Carl Sagan kitaplarından Atalarımızın Gölgesinde kitap alıntıları sizlerle…

Atalarımızın Gölgesinde Kitap Alıntıları

Ölüm gizlenmiş bir kaplan gibi, şüphelenmeyeni vahşice öldürmek için pusuda beklemektedir.
Duygusallaştırmadan, mitleştirmeden ve onları mükemmel olmadıkları için haksız yere suçlamadan ebeveynlerimizin gerçekte kim olduğunu anladığımızda biraz olsun yetişkinliğe ereriz. Olgunluk hazır olmayı gerektirir, ne kadar acı ve yürek parçalayıcı da olsa karanlık köşelere, korku veren gölgelere bakabilmeyi gerektirir. Atalarımızı anımsar ve kabullenirsek belki çocuklarımızın yolunu aydınlatabilir eve güven içinde dönmelerini sağlayabiliriz.

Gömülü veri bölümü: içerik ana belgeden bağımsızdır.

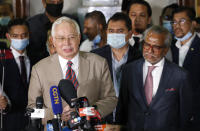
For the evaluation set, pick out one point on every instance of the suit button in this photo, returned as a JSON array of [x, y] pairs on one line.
[[147, 113]]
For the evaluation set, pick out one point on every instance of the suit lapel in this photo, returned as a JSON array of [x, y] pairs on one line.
[[191, 51], [84, 66], [163, 83], [140, 95], [58, 75]]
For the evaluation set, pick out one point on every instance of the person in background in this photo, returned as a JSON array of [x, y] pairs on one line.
[[39, 26], [16, 75], [125, 4], [88, 72], [118, 51], [166, 17], [186, 51], [165, 21], [155, 95], [197, 25], [6, 14], [140, 13], [95, 30]]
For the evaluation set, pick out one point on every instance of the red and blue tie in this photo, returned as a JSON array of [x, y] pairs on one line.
[[70, 75]]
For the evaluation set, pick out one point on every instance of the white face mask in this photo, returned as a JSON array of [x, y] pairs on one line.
[[19, 44], [116, 40]]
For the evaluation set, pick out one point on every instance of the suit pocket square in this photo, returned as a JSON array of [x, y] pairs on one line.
[[170, 89]]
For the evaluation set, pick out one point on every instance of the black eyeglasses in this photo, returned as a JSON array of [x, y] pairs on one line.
[[180, 22]]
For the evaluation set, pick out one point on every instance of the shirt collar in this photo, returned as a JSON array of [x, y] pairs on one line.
[[17, 54], [159, 64], [187, 44], [74, 60]]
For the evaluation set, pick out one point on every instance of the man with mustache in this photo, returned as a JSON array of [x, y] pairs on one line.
[[39, 26], [155, 94], [186, 51]]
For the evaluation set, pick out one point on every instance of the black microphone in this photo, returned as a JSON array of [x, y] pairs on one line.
[[35, 124], [39, 102], [67, 91]]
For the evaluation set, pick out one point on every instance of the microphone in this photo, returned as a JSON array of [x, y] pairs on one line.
[[39, 102], [67, 91], [56, 104], [35, 115]]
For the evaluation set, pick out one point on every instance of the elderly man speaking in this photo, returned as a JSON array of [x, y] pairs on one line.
[[90, 72]]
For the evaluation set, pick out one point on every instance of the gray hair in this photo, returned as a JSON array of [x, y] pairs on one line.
[[160, 30], [67, 20]]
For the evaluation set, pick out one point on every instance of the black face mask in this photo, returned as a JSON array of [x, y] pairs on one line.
[[54, 10]]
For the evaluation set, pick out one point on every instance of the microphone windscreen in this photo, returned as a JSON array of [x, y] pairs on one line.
[[56, 101], [67, 90], [39, 102]]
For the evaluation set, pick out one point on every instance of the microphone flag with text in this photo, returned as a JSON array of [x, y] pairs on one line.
[[56, 103]]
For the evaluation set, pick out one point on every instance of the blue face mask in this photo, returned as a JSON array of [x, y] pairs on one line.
[[19, 44], [97, 39], [116, 40], [187, 36], [4, 20], [168, 26]]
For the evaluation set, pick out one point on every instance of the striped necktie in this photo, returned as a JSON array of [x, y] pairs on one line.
[[70, 75], [23, 71], [149, 84]]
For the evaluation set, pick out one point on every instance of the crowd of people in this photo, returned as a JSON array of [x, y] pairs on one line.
[[138, 76]]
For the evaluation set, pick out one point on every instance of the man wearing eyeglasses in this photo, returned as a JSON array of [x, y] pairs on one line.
[[39, 26], [186, 50], [155, 93], [91, 72]]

Aziz Thomas Aquinas, Summa Theologia adlı eserinde şöyle yazıyordu: ‘İnsan eylemlerine hakim olduğu için diğer irrasyonel yaratıklardan ayrılır.’ Peki biz gerçekten her hal ve şartta altında hareketlerimizi kontrol edebiliyor muyuz?

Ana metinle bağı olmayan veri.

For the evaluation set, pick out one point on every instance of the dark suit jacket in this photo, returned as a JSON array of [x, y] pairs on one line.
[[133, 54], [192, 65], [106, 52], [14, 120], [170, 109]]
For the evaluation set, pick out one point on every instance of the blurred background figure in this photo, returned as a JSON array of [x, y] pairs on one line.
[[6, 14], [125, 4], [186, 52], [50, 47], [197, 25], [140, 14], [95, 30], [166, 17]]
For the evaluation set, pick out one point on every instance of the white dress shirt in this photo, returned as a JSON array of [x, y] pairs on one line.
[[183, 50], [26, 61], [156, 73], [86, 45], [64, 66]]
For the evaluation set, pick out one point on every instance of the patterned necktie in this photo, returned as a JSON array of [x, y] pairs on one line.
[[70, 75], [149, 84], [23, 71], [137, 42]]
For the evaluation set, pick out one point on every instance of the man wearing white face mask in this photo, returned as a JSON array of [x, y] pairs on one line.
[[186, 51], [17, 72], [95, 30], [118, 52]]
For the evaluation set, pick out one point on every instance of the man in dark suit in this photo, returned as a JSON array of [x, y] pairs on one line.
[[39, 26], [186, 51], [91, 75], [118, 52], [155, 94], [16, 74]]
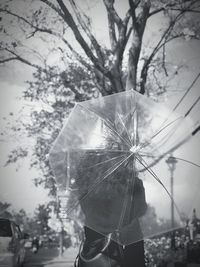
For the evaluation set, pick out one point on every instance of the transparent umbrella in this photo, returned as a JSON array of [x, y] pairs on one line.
[[110, 160]]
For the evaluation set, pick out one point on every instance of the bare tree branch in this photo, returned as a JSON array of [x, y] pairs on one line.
[[161, 42], [71, 23], [86, 29], [21, 59]]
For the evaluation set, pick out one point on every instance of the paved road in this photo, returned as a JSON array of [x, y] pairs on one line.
[[48, 257]]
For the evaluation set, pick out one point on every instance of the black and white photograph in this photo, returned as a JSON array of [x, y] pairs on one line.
[[100, 133]]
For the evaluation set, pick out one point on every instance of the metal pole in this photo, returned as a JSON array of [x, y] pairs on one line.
[[172, 210], [171, 162]]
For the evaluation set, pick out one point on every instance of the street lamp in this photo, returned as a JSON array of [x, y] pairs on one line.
[[171, 162]]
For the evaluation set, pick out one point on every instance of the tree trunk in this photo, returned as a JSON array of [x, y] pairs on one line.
[[134, 53]]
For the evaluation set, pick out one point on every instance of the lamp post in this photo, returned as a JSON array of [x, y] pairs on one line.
[[171, 162]]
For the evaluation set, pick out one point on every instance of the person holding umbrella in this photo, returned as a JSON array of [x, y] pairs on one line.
[[117, 218]]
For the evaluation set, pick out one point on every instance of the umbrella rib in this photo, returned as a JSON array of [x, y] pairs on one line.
[[107, 124], [181, 159], [99, 181], [158, 180], [168, 136], [125, 129], [162, 129], [106, 161], [167, 152]]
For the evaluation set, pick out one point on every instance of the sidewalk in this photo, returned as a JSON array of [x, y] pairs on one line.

Dünyadaki canlılar birbirlerine bağımlıdır. Yaşam karmaşık şekilde dokunmuş bir kumaşa benzer. Birkaç ipliği çekerseniz her şey eskisi gibi mi kalır yoksa bütün kumaş sökülür mü kimse bilemez.

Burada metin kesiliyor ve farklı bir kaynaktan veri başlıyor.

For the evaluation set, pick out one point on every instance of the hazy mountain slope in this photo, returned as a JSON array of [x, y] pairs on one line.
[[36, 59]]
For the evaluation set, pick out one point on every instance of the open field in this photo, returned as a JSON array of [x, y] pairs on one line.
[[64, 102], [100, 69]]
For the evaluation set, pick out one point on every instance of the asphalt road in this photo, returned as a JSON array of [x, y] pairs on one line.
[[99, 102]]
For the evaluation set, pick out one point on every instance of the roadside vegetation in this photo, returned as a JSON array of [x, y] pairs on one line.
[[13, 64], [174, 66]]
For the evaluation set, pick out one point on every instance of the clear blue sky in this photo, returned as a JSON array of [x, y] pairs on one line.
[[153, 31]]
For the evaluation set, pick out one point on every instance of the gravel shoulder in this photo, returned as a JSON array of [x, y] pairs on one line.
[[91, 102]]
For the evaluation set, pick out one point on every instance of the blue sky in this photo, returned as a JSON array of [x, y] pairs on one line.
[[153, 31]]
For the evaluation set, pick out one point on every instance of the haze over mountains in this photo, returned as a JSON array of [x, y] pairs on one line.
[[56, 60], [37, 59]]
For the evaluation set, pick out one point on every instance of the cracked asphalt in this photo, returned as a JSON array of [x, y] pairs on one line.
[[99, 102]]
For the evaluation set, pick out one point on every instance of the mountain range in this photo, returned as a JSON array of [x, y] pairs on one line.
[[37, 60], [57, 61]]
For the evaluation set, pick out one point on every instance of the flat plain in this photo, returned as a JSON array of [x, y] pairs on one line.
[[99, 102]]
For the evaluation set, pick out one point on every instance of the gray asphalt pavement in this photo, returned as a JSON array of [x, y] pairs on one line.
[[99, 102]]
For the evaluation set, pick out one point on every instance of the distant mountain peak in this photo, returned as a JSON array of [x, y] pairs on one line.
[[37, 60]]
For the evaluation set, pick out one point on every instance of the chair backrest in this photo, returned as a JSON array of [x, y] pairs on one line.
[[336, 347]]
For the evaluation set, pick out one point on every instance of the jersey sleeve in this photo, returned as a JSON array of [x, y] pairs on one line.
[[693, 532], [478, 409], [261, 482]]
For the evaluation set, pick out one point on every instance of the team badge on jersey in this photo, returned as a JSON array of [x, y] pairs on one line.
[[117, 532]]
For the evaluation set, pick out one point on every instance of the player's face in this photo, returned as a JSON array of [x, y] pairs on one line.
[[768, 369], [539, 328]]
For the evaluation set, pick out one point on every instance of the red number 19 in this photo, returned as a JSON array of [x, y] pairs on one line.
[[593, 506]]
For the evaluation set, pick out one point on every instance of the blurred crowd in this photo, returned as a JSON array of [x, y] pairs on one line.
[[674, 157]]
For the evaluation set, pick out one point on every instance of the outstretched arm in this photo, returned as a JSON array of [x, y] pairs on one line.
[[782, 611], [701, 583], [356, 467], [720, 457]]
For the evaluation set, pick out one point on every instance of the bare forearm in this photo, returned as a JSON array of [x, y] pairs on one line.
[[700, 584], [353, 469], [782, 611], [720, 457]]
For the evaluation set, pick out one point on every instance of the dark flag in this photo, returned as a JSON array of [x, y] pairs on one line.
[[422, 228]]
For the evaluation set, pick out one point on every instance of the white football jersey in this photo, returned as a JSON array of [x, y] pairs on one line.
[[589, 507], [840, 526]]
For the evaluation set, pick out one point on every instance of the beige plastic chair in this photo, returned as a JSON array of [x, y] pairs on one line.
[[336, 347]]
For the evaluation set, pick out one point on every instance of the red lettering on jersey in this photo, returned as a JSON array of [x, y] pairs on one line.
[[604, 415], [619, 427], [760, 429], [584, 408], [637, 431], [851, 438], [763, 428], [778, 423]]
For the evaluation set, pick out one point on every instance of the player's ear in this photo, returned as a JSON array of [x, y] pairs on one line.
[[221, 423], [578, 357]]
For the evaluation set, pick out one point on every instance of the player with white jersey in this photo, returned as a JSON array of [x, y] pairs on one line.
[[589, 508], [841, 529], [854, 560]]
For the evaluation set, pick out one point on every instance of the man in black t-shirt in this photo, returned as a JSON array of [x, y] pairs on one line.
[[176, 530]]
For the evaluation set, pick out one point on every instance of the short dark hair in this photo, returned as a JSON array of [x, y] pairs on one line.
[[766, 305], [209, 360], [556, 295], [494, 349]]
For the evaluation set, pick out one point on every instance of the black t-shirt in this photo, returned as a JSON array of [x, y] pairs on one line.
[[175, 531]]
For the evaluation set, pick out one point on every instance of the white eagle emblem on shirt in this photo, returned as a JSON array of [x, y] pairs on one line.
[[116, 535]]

Alev sanki başka bir dünyadan gelmiş gibidir. Ama kozmosun bu yakasında gerçekten de Dünya’ya özeldir. Güneş sistemimizdeki bütün gezegenler, aylar, asteroitler ve kuyruklu yıldızlar arasında yalnızca Dünya’da ateş bulunur, çünkü bolca oksijen bulunmaktadır. Ateş daha sonraları yaşam ve zeka ile ilgili büyük sonuçlar doğuracaktı. Bir şey daima başka bir şeye yol açar.
Eğer sonsuza kadar yaşasaydık, Adashino’nun çiyleri hiç kaybolmasaydı, eğer Toribeyama’nın üzerindeki krematoryumun dumanı hiç azalmasaydı, insanlar acıdan anlamazdı. Yaşamın güzelliği geçici olmasından ileri gelir. İnsanlar canlılar arasında en uzun yaşayanlardandır ve barış içerisinde yaşanmış bir sene bile oldukça uzun bir zaman gibi gelir. Ama aşk olunca Dünya’da bin sene bir rüya gibi geçip giderdi.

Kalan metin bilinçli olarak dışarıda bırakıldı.